(1.) THE following common question of law has been referred to this Court for opinion at the instance of the Revenue under S. 64(1) of the E. D. Act:
(2.) ON appeal before the Appellate CED it was contended by the accountable person that Abdul Sattar Sait had 50per cent interest in the joint family estate as soon as he was born and that, therefore, only the value of the remaining half of the properties should have been subjected to estate duty.

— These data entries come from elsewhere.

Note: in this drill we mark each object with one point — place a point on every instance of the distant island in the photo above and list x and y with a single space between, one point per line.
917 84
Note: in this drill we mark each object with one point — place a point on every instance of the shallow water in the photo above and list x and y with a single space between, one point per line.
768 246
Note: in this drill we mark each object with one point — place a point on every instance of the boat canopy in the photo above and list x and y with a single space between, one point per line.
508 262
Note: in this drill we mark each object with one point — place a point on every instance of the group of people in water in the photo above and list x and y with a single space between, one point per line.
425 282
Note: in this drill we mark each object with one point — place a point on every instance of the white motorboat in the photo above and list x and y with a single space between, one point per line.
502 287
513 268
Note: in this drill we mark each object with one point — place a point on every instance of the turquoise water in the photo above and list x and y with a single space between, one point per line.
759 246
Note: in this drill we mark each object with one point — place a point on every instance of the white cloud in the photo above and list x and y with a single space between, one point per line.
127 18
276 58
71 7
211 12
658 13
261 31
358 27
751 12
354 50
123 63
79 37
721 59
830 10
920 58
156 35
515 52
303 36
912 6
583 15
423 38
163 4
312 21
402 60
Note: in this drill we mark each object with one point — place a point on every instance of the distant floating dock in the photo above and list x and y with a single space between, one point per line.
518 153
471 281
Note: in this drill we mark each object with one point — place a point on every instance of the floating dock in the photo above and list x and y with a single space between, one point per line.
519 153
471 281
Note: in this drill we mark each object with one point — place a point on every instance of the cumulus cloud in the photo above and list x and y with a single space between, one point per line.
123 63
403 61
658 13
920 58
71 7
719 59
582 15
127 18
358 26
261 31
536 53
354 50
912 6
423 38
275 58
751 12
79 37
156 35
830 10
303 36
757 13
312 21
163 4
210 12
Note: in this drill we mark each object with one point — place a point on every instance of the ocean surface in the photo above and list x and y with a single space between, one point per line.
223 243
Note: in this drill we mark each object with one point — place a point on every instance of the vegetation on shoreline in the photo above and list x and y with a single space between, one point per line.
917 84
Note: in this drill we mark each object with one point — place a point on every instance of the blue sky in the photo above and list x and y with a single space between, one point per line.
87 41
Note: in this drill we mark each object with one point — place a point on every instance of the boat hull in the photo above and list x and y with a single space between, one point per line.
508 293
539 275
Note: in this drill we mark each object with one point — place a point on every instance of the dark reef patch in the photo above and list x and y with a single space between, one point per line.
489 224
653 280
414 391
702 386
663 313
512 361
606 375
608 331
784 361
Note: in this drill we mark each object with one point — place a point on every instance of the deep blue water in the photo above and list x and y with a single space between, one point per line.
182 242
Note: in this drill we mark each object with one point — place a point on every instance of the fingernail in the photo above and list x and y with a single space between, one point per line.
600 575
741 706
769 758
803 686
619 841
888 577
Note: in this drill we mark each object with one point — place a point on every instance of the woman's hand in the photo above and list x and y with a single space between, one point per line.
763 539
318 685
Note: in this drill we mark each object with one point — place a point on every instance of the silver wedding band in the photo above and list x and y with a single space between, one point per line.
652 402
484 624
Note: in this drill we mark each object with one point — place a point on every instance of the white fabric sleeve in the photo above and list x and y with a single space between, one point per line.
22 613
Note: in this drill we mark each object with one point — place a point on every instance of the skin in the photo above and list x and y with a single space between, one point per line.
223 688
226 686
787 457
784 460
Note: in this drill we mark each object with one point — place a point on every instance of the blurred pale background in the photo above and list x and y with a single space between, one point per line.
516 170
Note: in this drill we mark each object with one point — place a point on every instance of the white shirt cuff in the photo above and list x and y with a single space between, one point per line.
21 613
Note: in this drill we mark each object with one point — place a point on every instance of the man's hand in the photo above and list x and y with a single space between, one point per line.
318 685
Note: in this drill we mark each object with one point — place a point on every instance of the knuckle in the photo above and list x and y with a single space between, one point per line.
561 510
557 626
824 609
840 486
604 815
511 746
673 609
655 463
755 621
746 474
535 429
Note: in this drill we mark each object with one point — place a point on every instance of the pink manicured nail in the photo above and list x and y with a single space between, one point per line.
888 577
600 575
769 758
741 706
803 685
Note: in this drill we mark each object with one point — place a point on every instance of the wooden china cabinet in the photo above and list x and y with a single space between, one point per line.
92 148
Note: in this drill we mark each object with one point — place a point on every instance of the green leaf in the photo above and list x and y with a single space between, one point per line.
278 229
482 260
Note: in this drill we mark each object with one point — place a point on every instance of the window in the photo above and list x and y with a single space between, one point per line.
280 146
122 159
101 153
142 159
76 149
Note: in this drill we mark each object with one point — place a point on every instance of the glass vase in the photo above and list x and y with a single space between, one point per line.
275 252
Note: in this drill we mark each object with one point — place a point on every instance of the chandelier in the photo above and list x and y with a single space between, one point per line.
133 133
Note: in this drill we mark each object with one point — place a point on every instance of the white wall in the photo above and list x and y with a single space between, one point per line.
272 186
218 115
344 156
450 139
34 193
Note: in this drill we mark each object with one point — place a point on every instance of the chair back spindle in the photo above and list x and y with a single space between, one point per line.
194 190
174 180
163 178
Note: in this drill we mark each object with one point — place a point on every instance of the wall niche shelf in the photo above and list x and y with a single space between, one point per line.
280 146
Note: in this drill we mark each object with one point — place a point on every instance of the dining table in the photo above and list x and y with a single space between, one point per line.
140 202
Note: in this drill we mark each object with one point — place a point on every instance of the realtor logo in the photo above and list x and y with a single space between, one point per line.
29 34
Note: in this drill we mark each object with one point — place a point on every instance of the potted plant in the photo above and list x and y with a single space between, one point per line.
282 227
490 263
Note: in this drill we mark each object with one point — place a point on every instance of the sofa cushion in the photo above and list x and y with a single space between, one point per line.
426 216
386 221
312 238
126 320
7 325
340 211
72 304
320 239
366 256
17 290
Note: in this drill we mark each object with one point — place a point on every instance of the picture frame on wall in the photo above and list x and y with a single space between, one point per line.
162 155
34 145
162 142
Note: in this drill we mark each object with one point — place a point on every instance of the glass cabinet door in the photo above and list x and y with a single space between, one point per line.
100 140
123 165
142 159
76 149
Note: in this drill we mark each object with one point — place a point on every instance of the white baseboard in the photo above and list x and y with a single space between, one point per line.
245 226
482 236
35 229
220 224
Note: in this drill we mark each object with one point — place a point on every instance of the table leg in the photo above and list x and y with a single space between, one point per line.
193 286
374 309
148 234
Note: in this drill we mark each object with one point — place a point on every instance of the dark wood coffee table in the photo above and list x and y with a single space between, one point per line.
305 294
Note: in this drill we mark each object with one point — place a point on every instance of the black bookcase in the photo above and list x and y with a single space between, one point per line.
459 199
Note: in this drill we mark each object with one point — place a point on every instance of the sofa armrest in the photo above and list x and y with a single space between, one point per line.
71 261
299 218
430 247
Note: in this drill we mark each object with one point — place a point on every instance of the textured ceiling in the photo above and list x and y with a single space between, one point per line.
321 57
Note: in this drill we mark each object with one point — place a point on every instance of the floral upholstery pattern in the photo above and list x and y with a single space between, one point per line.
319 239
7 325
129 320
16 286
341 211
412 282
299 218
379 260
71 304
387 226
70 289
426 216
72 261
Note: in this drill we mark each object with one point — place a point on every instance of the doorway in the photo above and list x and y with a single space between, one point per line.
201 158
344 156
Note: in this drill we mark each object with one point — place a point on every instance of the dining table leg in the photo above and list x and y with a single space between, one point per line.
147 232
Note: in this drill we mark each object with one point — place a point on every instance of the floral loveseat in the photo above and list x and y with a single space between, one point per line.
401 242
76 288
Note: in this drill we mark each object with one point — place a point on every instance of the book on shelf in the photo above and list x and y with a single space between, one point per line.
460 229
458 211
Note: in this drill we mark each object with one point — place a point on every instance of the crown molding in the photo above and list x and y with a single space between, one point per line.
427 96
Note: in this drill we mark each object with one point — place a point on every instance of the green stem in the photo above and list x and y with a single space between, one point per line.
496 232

(3.) AGAINST the order of the Appellate CED, both the Revenue and the accountable person filed appeals before the Tribunal. On behalf of the Revenue it was contended that the accountable person was governed by the Mahomedan law under the provisions of the Cutchi Memons Act, 1938, that though the first son, Adbul Sattar Sait, had a right by birth in respect of half share of the estate, yet so long as a partition had not taken place before the commencement of the Act, his right by birth vanished after the introduction of the Shariat Act of 1937, that thereafter the accountable persons were governed only by the Mahomedan law and not by the Hindu law of succession and inheritance, that Abdul Sattar Sait could not have claimed even 1/6th share in the deceased's property at the time of the latter's death, that there could not be a notional partition when four of the sons of the deceased were born after the introduction of the Cutchi Memons Act as they had no right by birth and that the deceased could not have willed away his properties to the exclusion of his four sons as it was opposed to the Mahomedan law, that the right by birth of Abdul Sattar Sait became useless consequent upon the absence of partition before the Act came into force and by reason of the subsequent birth of male issues in the family, that though Abdul Sattar Sait was governed by the Hindu law at the time of his birth, the Muslim personal law became applicable to him after the coming into force of the Cutchi Memons Act, 1938, that under the provisions of the Act the Muslim personal law was applicable at the time when the deceased died and that, therefore, the entire estate passed on the death of the deceased in this case. It was further contended by the Revenue that under the Shariat Act of 1937, Abdul Sattar Sait succeeded to the property of the deceased only in accordance with the Mahomedan law and that the right that was preserved under S. 3 of the Cutchi Memons Act, 1938, was only the right to partition.